Edouard Glissant est mort. Pas une ligne dans Libé qui montre les fesses de Maria Schneider en une. Le dernier tango à Paris plutôt que les forces du boucan en Martinique. Plus rien à attendre des journaux, et ce n’est pas l’Ipad de Murdoch qui va nous permettre de se plonger plus à fond dans l’écriture de Glissant. Car il n’est pas facile à lire, le poète. Sa musique est polyrithmique, remplie de soli free, basse et haute à la fois, conviant tout à la fois Gilles Deleuze et Bob Marley.
Je suis entré dans Glissant par Poétique de la Relation (Gallimard, 1990). Déjà la dédidace: « A Michael Smith, poète assassiné aux archipels, comblés de mort patente. » Mikey Smith, le dub poet jamaïquain qui condamnait dans ses vers les « politricks » des dirigeants de son pays et qui est mort lapidé le jour de l’anniversaire de Marcus Garvey… Personne n’a parlé aussi profondément et intelligemment de la problématique du métissage que Glissant. « Métissage », ce mot passe-partout, valeur refuge des bien-pensants et repoussoir pour les racistes (JM et Marine, même combat), Edouard Glissant lui a donné une mémoire, un présent et un futur.
Laissons-le parler [1]:
« Je vous quitte maintenant, qui à aucun moment ne quittez la fête que vous nous donnez. M’allant reconnaître dans l’indistincte et si précise effervescence, d’une autre sorte, où ne s’ammasse pas l’oubli, et qui ne cesse, changeant toujours. Les algues d’horizon s’enlacent dans les variances de gris, bleutées de noir, où multiplie l’espace. Leur fougère fait une pluie qui ne s’enlève du chaud du ciel. Vous touchez du grège de la pensée un échevèlement de végétations, un cri de morne et de terre rouge. Boucans à peine nés du vertige. Immobile averse. Echos tombants. Un tronc s’émince sur les bords du soleil, une obstination roide mais qui fuse. Appelez les gardiens du silence, leurs pieds en la rivière. Appelez la rivière jadis débordée sur les roches. – Pour moi, j’ai ausculté ces points chauds. J’y ai baigné, près des amis: attentifs à ces tambours du volcan. Nous nous sommes tenus courbés sous le vent sans tomber. Une seule cohée, d’où tout nom s’est évaporé. Tâchant aussi de désigner cette bleuité de tout… – Son soleil vaque, dans les frissons argentés des savanes, et l’odeur ocre de la terre traquée. »

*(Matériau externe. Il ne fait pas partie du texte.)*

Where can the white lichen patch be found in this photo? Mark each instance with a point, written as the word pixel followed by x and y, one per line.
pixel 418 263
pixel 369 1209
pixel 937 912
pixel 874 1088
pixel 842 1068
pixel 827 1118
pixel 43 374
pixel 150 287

[1] Ce sont là les dernières lignes, prophétiques, de Poétique de la Relation
Malgré le soutien de nombreux intellectuels, Edouard Glissant n’a jamais eu de chaire dans aucune université française. Lui qui aimait tant la langue française et ses écrivains, il a dû trouver exil aux Etats-Unis où il est mort. Ainsi va la vie culturelle en ce pays…

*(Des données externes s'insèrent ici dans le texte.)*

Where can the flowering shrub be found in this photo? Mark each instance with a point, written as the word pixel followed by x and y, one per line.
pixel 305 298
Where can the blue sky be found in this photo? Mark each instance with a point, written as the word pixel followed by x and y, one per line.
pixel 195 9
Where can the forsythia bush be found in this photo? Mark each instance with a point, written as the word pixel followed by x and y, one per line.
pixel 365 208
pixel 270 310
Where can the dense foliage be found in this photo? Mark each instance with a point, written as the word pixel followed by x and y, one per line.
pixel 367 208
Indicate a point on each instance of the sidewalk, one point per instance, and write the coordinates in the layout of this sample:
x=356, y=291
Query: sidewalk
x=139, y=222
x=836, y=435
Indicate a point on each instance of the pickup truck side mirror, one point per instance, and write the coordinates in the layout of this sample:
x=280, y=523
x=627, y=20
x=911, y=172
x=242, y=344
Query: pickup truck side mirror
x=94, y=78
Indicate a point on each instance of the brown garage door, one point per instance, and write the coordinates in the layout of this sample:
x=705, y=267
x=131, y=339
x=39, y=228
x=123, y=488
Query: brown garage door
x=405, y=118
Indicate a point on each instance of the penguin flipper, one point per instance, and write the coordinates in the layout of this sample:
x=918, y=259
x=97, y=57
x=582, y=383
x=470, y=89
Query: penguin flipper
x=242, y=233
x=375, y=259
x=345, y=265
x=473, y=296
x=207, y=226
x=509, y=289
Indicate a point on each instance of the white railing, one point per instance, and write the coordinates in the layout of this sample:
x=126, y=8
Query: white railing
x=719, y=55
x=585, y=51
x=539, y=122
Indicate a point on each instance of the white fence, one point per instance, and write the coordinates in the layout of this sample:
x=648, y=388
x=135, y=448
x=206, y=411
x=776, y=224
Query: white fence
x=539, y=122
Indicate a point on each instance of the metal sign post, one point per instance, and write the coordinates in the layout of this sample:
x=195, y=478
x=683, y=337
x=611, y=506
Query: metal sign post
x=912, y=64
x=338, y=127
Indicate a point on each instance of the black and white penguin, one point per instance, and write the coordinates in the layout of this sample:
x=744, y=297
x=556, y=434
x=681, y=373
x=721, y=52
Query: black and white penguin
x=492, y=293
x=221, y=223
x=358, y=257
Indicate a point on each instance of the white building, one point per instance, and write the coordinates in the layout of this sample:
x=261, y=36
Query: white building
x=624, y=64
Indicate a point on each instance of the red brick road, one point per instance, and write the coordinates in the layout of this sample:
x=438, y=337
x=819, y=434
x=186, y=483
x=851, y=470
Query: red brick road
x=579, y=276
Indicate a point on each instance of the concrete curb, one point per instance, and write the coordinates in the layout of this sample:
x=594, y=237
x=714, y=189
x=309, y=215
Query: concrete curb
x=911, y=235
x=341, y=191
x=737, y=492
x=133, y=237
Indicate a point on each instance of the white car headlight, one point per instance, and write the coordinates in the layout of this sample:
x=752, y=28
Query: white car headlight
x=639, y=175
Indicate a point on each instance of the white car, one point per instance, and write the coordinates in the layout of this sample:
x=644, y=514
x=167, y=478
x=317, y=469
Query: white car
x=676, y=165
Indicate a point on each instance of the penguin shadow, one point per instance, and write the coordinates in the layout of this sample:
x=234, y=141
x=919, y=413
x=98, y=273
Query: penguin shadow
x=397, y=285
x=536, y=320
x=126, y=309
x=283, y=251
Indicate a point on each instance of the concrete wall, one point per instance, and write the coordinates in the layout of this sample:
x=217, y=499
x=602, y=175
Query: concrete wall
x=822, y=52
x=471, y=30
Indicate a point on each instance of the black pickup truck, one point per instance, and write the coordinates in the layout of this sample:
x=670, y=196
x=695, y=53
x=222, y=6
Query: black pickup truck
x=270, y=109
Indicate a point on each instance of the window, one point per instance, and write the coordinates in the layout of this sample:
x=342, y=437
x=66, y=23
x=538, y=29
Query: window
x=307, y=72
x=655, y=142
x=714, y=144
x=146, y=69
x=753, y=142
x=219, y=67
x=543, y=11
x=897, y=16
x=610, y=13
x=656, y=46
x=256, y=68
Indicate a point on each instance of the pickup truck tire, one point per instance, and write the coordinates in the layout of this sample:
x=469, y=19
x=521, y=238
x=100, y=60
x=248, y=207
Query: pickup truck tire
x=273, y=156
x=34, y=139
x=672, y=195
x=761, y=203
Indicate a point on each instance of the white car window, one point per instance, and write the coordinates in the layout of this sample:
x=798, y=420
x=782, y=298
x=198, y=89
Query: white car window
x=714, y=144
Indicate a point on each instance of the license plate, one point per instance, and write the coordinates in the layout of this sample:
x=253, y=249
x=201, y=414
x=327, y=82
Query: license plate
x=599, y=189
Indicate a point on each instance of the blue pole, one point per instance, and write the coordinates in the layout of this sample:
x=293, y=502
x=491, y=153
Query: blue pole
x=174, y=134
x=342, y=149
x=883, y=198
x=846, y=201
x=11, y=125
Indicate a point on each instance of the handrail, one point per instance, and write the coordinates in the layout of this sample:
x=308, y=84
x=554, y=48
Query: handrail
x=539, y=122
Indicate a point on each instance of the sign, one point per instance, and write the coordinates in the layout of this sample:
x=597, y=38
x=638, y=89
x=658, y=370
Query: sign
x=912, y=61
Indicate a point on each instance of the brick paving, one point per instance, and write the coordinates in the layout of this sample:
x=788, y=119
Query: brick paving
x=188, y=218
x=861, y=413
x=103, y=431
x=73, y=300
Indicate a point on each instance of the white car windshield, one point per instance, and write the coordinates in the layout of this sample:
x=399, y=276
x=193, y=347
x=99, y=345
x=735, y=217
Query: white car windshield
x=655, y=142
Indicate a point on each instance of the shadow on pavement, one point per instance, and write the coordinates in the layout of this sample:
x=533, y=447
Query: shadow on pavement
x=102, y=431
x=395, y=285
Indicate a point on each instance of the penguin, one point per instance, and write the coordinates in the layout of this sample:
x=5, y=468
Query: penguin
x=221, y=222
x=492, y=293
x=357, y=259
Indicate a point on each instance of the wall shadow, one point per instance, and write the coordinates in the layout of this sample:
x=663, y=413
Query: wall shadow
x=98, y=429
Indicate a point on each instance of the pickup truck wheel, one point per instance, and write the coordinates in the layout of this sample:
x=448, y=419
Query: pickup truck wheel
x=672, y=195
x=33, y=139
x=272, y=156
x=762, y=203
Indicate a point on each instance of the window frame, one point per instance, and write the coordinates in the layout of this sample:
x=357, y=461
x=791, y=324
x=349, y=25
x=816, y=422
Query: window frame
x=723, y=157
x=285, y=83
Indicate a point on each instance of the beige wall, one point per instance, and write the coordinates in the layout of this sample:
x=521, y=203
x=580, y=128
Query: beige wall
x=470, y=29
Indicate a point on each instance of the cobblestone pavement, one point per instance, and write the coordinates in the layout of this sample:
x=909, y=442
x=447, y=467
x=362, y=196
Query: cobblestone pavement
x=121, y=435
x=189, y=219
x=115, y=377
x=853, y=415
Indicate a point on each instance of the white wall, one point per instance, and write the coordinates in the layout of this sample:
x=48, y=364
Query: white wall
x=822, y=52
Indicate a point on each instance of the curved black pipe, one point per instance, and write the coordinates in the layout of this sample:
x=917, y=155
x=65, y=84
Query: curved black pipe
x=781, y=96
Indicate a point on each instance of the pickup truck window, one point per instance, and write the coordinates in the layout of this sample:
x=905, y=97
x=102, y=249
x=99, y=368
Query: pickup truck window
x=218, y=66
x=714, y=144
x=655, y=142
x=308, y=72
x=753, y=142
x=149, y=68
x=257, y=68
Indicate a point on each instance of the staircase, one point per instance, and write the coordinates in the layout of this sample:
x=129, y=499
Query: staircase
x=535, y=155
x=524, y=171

juste un court additif : contrairement à ce qui est écrit, édouard glissant est mort à paris, où il partageait d’ailleurs son temps dans un bel appartement du côté des Invalides.
quant à la question du métissage, je ne suis pas du tout certain que l’auteur du tout-monde est adhéré à une vision un brin attendue : ne disait-il pas « on peut prévoir un métissage, mais non une créolisation ».
Ping : vibrationsmusic.com : Décès d’Edouard Glissant
Désolé, mais il y a un hommage le même jour que la mort de maria schneider sur edouard glissant, il fallait juste retourner la page pour voir un bel hommage, visiblement de quelqu’un qui avait suivi depuis longtemps le travail de glissant (c’est aussi mon cas, j’en ai parlé dans de nombreux journaux, de musique ou autre)
quant à la vie culturelle du pays, elle ne va pas bien, mais il faut quand même savoir qu’il existait tout de même un bel institut du tout-monde à paris dont j’ai lu peu de traces dans les magazines… las.